Песнь Морской Девы (СИ)
Все это я выплеснула через слезы на рубаху Олафа. Его огрубевшая рука гладила меня по спине. Сквозь свои всхлипы, я услышала биение его сердца. Оно билось не спокойно, выдавая волнение Олафа. Хотя внешне он выглядел равнодушным.
Когда слезы кончились, я отстранилась, села на бочку и вперилась взглядом в дощатый пол. Олаф присел напротив. Мы молчали. В моей голове совсем небыло мыслей. Я не ощущала совершенно ничего. В тишине я слышала поскрипывание тросов и тихий плеск волн о борт.
— Что ты собираешься делать, когда доберешься до Лондона? — прервал тишину Олаф.
— Найду брата.
— А что потом?
— Не знаю. Мне бы только добраться.
— Ты можешь на меня расчитывать.
***
— Капитан сегодня не в духе. — Проговорил кок. — Того и гляди на кого-нибудь сорвется.
— Я тут понял кое-что, — ответила я, передав Берту соль. — Я ни разу не слышал, что бы капитана кто-нибудь по имени называл. Как его зовут-то?
Старик насмешливо хмыкнул, приняв от меня баночку с солью. Кинул пару ложек в кипящую в котелке жижу.
— Я не стану рассказывать тебе эту историю. — наконец сказал кок, пробуя на вкус свою стряпню.
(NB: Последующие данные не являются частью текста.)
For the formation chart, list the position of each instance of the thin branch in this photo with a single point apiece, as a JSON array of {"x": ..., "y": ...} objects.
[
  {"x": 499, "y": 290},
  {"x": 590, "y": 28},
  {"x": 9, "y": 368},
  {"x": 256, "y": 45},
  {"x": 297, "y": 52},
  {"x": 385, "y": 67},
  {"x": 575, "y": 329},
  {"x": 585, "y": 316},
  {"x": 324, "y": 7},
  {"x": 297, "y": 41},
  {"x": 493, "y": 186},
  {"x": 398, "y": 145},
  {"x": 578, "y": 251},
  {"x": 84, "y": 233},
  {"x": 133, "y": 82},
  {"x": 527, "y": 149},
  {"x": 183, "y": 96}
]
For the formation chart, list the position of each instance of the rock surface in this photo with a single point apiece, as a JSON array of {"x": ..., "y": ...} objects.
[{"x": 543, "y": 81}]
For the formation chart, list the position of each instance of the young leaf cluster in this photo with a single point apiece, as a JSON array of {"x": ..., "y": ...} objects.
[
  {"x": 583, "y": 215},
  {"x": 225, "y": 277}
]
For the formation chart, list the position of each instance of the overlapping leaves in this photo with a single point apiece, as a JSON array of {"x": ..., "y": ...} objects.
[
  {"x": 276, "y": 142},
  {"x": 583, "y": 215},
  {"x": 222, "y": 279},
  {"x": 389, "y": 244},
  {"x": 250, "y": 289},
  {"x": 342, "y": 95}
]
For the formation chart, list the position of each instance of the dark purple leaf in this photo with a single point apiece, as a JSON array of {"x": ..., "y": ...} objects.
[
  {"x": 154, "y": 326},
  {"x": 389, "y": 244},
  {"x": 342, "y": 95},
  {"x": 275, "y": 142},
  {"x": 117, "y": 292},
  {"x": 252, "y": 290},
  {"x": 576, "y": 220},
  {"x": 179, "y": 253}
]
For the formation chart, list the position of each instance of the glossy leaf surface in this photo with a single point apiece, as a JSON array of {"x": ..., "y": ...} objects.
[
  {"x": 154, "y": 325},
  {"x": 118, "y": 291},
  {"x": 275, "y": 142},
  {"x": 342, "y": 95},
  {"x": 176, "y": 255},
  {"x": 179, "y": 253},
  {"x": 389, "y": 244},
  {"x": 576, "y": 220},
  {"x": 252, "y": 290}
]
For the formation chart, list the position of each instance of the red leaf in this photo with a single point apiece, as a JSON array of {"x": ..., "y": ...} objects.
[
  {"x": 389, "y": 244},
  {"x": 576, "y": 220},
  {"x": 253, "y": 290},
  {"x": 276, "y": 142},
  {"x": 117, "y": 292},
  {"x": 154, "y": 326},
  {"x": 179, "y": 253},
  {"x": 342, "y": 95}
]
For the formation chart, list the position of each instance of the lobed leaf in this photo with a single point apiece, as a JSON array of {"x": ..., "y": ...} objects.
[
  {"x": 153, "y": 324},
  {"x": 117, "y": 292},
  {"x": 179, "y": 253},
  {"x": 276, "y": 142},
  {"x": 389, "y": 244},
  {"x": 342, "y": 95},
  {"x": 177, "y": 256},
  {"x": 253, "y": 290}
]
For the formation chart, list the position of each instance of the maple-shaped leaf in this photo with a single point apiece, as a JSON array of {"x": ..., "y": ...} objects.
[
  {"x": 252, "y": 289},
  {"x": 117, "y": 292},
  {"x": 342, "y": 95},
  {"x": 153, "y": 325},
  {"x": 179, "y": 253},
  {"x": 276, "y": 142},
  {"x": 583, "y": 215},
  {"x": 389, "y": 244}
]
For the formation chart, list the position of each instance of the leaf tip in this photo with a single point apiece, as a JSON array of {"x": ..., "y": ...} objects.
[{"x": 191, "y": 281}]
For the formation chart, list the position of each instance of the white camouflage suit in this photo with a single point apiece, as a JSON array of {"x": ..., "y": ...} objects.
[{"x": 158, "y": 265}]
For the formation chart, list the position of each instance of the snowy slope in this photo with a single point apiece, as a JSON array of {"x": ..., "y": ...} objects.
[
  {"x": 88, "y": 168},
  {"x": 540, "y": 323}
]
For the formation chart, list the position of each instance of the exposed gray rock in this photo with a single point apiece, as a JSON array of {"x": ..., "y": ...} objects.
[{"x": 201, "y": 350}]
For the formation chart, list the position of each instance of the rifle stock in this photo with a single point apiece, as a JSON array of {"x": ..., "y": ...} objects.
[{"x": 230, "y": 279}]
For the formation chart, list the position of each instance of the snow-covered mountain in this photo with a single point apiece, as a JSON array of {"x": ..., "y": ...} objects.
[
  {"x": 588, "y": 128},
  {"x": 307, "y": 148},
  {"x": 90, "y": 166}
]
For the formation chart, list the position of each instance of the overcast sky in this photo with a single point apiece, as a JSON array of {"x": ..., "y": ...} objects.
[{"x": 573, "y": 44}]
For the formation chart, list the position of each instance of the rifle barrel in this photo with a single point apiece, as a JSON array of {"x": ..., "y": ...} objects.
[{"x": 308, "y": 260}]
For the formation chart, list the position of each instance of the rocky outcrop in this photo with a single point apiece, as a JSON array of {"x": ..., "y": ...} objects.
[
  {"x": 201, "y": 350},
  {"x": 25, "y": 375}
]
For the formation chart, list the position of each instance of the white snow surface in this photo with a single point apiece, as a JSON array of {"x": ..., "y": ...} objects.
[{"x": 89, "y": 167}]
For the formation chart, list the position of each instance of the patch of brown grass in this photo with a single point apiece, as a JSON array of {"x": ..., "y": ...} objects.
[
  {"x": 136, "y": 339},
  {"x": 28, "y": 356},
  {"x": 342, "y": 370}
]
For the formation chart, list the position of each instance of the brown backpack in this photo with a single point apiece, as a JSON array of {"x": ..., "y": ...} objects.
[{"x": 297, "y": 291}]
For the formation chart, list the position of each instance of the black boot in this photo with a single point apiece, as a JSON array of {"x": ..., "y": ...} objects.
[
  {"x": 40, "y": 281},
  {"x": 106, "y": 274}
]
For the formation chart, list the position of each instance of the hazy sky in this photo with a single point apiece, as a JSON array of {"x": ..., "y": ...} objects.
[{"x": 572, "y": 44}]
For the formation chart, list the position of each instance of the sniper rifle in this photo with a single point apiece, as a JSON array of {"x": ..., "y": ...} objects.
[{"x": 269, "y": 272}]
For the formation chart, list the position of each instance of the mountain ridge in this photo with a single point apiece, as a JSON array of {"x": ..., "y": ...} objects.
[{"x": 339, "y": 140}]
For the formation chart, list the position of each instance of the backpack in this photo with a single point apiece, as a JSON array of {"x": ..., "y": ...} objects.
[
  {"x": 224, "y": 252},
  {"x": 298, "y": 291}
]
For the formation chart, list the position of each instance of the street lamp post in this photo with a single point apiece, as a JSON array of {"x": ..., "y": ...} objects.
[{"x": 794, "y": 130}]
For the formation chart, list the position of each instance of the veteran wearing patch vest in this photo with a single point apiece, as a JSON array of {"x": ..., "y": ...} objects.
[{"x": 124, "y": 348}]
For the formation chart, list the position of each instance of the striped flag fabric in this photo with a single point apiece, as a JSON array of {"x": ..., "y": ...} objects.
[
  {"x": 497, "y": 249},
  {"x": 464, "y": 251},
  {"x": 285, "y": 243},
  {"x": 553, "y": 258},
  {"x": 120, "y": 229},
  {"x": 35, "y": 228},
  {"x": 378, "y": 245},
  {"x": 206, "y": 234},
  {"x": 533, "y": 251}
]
— Ну пожалуйста, все-равно тут заняться нечем!
— Заняться говоришь нечем? Поди начисти моркови.
Я раздроженно вздохнула и достала мешок с морковью. Половина его содержимого благополучно протухла, о чем я и сообщила коку.
— Ну д’к выкинь все что гнилое, и почисть, наконец, мне морковь. — Разворчался Берт.
Раньше и представить не могла, что хуже: сражаться на полыхающем корабле по среди океана или помогать коку готовить ужин для капитана. Теперь понимаю, что это в сто крат хуже, чем дважды прогуляться по бушприту в шторм и даже чем снять перед капитаном рубаху. Хотя, с последним я все-таки немного перегнула…
— И все-таки, что не так с именем капитана? — рассправившись с морковью, рискнула спросить я снова.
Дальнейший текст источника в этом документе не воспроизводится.